Gérée par la municipalité, la Passion est l’affaire de tout le village de 5’000 habitants. Cinq fois par semaine, 1’700 acteurs, chanteurs, musiciens et techniciens s’activent dans le Passionstheater semi-couvert. Et le public répond: 450’000 personnes sont attendues cette année, en provenance d’Allemagne, des Etats-Unis (50% des spectateurs), de Suisse, d’Australie, d’Afrique du sud…
«Notre village vit avec, pour et à travers la Passion», confesse Christian Stückl, metteur en scène et auteur du texte. Le bouillant régisseur, 61 ans, directeur du Volkstheater de Munich, en est déjà à sa quatrième édition: «La Passion a aussi un rôle économique, nous en vivons. Et des relations humaines se créent ainsi: c’est un stimulant pour nous».
«Grüss Gott»
Le jour de la représentation, vers 14 heures, les villageois convergent vers le théâtre à pied, à bicyclette, en voiture. Des barbus et des dames de tous âges, des blondinets pressés, des musiciens, instrument sur l’épaule. Sourires, «Grüss Gott», l’aventure s’installe.
Les spectateurs, environ 4’000 personnes, guettent les premières notes de la fosse d’orchestre. A 14h30 débute le prologue chanté par 65 choristes, vêtus à l’ancienne. Ils rappellent le vœu de 1633. Et déjà apparaît Jésus sur son âne, accompagné des hosannah de la foule. Les grands prêtres fulminent, le prennent à partie. La dramaturgie est en place.
«Ecoute Israël»
Les actions s’enchaînent: l’onction de Béthanie, les marchands chassés du Temple, la Cène, etc. Des personnages émergent, à travers les vifs dialogues taillés par Christian Stückl: Judas, le grand prêtre Caïphe, Joseph d’Arimathie… L’accusation fourbit ses armes. «Jésus est du côté des réfugiés, des pauvres et des veuves.

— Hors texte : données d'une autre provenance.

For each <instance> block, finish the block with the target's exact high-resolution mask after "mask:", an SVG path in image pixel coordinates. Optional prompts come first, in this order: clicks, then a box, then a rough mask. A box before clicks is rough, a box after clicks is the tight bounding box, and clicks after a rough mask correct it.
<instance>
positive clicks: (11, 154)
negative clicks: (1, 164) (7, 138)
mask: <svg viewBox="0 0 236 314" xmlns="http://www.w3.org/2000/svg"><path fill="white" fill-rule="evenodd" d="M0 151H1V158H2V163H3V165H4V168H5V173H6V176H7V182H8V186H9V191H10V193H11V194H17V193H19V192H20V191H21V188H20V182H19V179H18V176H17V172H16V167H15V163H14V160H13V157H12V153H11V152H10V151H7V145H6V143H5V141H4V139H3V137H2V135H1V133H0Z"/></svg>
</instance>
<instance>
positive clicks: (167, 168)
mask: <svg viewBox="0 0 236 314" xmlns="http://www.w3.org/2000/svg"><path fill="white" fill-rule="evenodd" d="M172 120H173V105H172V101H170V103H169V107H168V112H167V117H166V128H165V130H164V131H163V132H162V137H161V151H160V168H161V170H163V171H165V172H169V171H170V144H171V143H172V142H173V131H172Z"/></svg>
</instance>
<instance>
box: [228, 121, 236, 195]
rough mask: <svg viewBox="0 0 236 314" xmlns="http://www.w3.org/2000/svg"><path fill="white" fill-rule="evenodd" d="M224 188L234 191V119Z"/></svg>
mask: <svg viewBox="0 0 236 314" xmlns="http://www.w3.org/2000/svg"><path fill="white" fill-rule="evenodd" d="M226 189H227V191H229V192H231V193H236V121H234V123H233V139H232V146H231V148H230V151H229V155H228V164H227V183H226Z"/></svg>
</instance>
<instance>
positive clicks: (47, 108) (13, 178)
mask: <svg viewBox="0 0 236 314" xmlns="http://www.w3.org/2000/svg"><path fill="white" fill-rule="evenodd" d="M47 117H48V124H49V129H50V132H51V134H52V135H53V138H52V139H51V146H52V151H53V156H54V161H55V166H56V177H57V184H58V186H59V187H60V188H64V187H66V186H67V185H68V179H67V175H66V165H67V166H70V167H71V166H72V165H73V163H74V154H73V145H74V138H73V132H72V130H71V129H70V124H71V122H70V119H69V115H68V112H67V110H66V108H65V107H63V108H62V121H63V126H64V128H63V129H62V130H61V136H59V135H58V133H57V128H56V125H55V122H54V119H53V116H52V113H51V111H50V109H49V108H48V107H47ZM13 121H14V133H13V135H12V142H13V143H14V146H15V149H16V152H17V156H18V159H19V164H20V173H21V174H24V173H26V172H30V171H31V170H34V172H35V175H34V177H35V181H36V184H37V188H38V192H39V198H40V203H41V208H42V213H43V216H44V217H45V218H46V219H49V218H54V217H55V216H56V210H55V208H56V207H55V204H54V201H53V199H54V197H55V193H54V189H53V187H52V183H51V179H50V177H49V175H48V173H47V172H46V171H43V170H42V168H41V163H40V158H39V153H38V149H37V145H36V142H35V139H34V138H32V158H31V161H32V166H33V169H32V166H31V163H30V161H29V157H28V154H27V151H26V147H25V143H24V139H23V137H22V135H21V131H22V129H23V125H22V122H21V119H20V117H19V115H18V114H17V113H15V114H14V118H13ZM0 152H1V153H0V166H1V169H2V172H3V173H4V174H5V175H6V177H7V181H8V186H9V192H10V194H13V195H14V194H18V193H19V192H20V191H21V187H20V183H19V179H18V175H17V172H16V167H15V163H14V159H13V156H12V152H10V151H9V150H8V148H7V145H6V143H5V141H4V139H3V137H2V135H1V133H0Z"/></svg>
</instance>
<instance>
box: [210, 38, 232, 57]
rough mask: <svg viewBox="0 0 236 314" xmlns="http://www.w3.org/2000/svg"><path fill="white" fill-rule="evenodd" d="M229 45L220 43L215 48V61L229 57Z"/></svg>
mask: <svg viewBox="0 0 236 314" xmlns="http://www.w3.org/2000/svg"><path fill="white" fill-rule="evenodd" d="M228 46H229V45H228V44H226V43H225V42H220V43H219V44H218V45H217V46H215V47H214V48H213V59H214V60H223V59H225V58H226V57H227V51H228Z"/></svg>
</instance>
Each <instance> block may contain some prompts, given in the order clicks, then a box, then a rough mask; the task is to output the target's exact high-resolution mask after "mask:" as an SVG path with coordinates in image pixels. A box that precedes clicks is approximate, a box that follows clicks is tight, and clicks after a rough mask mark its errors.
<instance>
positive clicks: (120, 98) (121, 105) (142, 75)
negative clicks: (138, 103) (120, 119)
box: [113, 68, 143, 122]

Je me suis inspiré de l’Evangile de Jean, bien sûr, et de celui de Matthieu», indique le metteur en scène.
En vrai juif, le Christ d’Oberammergau porte la kippa et prie le Shma Israël («Ecoute Israël»). A 17h, fin de la première partie. Jésus a été arrêté. Le public s’égaie dans le coquet village, entre boutiques et restaurants. Reprise à 20 heures.
Judas, déchiré
A 20 heures, la seconde partie s’engage avec intensité. Avec, comme précédemment, des scènes de l’Ancien Testament: Daniel dans la fosse aux lions, Moïse et la Mer rouge, etc. Des «tableaux vivants», introduits par les choristes, qui renforcent la gravité de l’histoire.
Pilate, look «d’officier nazi» – selon les critiques – , se heurte à Caïphe, virulent accusateur. Jésus, frappé et fouetté, se retrouve seul face à la meute vociférant. Judas, lui, déchiré, se pend spectaculairement. La scène multiplie entrées et sorties, entre moments intimistes et mouvements de foule. Jusqu’à la crucifixion et le «Tout est accompli».
La résurrection est alors sobrement évoquée. Devant le tombeau vide, Marie et Marie-Madeleine réalisent la portée de l’événement pascal. Le chœur revient dans un poignant Alleluia final. La scène se vide. Le public goûte, silencieux.